Keyboard Layout Files Creator
GNU General Public License v3.0
215 stars 13 forks source link

Support U+1234 notation for Unicode symbols? #24

Closed kindaro closed 2 years ago

kindaro commented 4 years ago

It is customary to denote Unicode characters by U+[character code], but it seems klfc does not support this notation:

% klfc --from-json x --xkb y
klfc: parse fail in x: Error in $.keys[0].letters[0]: ‘U+2002’ is not a valid letter

Note that the character in this example is a kind of a space, so I would like not to insert it verbatim: it will hardly be clear for the reader what kind of space it is.

I also propose that there were a flag that allows writing json files with U+... format. Most fonts only support a narrow range of characters, so in many cases the more unusual characters would not show in any meaningful way.

39aldo39 commented 4 years ago

KLFC uses a normal JSON file, so you can use the syntax "\u2002" already.

kindaro commented 4 years ago

I find it to be somewhat «wrong» to let the format of serialization define the ways in which I may or may not define a symbol, for the following reasons:

I am sure this change is technically feasible. If someone were to make it, would you merge?

39aldo39 commented 4 years ago

I don't think it necessarily wrong to let the format decide it, but I understand that the intention may be lost as most parsers throw away that information. However, it is also not very elegant to basically make your own escape sequences. For example, ligatures can currently be written as lig:U+2002, which outputs the literal string "U+2002". If you would also allow other notations, this becomes ambiguous. I don't know a nice solution for that.

39aldo39 commented 2 years ago

I have now added explicit support for Unicode characters!

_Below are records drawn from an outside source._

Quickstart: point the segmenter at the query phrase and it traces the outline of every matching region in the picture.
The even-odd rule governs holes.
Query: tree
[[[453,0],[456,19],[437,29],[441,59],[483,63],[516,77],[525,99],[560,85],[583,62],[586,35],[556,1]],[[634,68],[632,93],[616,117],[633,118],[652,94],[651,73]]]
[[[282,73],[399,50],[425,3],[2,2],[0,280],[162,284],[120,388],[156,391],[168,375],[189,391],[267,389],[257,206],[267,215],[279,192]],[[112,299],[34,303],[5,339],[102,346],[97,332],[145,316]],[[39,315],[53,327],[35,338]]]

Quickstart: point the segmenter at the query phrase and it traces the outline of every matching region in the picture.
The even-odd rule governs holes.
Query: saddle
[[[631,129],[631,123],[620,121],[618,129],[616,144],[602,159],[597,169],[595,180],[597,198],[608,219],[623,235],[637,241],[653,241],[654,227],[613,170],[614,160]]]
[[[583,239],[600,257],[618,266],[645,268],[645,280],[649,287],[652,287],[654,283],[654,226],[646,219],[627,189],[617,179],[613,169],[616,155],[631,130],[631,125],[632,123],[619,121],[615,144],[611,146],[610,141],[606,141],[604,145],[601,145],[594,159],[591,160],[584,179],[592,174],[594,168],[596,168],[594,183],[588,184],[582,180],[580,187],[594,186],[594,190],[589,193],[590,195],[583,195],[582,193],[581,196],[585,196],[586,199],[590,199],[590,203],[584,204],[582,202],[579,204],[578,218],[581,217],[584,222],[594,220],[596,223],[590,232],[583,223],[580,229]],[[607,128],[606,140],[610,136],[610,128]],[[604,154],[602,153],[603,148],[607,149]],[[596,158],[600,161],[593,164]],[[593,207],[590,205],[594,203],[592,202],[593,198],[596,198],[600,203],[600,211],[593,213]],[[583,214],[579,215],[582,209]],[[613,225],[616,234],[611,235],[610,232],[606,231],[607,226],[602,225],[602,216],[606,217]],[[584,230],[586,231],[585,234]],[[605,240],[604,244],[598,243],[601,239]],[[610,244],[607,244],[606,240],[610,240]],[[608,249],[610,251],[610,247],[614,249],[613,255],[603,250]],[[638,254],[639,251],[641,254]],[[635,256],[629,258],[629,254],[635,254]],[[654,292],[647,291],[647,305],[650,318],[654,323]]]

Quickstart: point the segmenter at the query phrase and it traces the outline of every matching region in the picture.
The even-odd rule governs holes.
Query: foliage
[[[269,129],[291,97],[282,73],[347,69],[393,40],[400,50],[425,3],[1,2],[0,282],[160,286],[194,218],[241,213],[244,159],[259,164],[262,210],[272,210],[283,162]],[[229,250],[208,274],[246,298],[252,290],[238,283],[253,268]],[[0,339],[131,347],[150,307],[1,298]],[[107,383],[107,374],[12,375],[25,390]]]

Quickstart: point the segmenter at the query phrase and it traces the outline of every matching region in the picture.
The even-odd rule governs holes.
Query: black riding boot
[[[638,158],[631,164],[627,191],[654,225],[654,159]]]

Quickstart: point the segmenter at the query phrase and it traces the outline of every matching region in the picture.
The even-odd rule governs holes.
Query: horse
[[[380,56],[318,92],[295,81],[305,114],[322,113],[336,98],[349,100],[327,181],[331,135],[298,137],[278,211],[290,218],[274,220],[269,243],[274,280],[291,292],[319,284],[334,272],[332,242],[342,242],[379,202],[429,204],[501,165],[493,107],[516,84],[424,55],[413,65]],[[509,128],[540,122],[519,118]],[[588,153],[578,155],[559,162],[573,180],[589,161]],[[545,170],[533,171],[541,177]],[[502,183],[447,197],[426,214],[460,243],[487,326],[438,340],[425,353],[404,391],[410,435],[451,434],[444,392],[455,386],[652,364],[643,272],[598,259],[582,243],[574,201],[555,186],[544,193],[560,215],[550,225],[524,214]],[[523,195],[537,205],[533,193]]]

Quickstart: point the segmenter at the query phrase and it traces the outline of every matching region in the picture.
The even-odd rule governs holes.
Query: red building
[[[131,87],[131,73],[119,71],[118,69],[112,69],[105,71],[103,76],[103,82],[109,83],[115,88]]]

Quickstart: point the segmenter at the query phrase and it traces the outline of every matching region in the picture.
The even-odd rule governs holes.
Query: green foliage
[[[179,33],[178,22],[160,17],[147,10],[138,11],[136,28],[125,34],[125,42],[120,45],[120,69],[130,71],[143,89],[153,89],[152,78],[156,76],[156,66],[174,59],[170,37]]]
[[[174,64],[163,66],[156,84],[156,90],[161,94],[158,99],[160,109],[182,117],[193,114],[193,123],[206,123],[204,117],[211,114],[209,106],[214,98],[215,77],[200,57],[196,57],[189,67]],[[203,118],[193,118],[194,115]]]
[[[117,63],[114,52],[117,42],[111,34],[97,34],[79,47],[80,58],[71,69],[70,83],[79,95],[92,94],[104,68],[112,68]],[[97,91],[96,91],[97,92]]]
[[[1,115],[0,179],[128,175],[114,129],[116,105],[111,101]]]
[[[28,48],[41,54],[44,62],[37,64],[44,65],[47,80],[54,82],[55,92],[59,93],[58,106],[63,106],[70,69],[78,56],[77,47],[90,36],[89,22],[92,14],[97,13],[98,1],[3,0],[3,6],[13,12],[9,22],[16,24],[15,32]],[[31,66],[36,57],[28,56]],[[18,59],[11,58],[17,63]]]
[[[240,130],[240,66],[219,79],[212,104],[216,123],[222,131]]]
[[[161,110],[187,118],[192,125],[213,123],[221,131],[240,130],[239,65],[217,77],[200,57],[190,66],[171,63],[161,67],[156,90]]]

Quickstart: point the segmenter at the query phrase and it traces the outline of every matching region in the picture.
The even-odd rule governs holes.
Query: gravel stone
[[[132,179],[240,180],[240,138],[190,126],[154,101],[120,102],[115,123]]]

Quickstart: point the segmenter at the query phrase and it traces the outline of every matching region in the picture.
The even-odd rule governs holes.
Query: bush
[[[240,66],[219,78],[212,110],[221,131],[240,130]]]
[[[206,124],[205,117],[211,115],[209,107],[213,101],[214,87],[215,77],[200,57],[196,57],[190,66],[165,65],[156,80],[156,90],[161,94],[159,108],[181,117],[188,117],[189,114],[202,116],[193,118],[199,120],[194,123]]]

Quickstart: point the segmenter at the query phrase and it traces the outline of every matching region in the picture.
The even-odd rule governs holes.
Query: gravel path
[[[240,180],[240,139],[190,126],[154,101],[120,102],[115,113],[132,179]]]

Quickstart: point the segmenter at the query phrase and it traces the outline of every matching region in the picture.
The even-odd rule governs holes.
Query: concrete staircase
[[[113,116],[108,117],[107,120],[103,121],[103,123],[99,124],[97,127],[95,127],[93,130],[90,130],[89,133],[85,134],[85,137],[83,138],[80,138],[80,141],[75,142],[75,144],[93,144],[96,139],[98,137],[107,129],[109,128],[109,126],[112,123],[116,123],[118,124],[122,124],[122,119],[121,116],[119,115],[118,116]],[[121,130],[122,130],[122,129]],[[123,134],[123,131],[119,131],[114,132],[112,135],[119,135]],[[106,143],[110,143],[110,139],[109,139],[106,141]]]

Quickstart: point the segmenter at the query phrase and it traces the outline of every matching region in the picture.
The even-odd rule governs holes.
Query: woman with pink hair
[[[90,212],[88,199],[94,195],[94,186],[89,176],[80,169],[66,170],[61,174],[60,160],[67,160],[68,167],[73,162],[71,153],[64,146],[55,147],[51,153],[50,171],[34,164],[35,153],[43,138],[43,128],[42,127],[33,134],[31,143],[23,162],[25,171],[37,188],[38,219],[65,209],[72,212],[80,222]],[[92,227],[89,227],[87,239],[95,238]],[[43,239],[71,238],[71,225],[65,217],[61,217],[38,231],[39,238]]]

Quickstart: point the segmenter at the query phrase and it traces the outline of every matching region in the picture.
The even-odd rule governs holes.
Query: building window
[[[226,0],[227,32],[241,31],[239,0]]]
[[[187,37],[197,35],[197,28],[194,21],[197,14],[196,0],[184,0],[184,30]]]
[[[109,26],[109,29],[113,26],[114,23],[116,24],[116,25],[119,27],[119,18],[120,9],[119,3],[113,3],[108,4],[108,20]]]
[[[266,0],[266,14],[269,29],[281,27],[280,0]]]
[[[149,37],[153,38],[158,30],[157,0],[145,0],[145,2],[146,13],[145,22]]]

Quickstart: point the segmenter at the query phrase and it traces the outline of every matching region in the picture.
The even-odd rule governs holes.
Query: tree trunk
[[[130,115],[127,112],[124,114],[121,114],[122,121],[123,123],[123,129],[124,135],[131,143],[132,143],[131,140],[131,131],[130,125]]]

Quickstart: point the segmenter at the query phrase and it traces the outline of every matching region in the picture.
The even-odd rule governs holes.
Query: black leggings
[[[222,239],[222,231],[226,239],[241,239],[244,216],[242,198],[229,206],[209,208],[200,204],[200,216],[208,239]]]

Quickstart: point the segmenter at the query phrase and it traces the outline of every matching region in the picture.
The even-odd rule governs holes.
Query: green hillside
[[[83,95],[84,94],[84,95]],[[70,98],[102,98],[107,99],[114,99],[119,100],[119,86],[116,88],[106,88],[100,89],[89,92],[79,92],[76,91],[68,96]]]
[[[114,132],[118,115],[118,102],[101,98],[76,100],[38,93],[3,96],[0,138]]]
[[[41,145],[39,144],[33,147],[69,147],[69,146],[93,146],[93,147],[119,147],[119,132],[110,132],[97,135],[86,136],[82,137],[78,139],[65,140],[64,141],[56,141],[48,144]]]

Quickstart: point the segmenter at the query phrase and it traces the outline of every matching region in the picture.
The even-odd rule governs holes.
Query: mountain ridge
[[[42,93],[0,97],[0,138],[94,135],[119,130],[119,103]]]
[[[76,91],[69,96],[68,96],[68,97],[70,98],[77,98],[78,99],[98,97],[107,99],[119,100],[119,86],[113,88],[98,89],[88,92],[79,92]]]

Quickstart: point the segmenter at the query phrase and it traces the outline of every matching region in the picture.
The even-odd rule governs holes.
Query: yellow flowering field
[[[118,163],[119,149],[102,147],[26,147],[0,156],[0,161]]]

kindaro commented 2 years ago

I do observe that this feature works.

If in the future we want to make sure ligatures can include strings that resemble the notation for Unicode code points, we can allow for the specification of a key to include not only strings, but objects like {"type": "ligature", "contents": "U+2002"} which would output the literal string "U+2002", and even {"type": "ligature", "contents": ["U+2245", " is for isomorphose"]]} which would output the literal string "≅ is for isomorphose".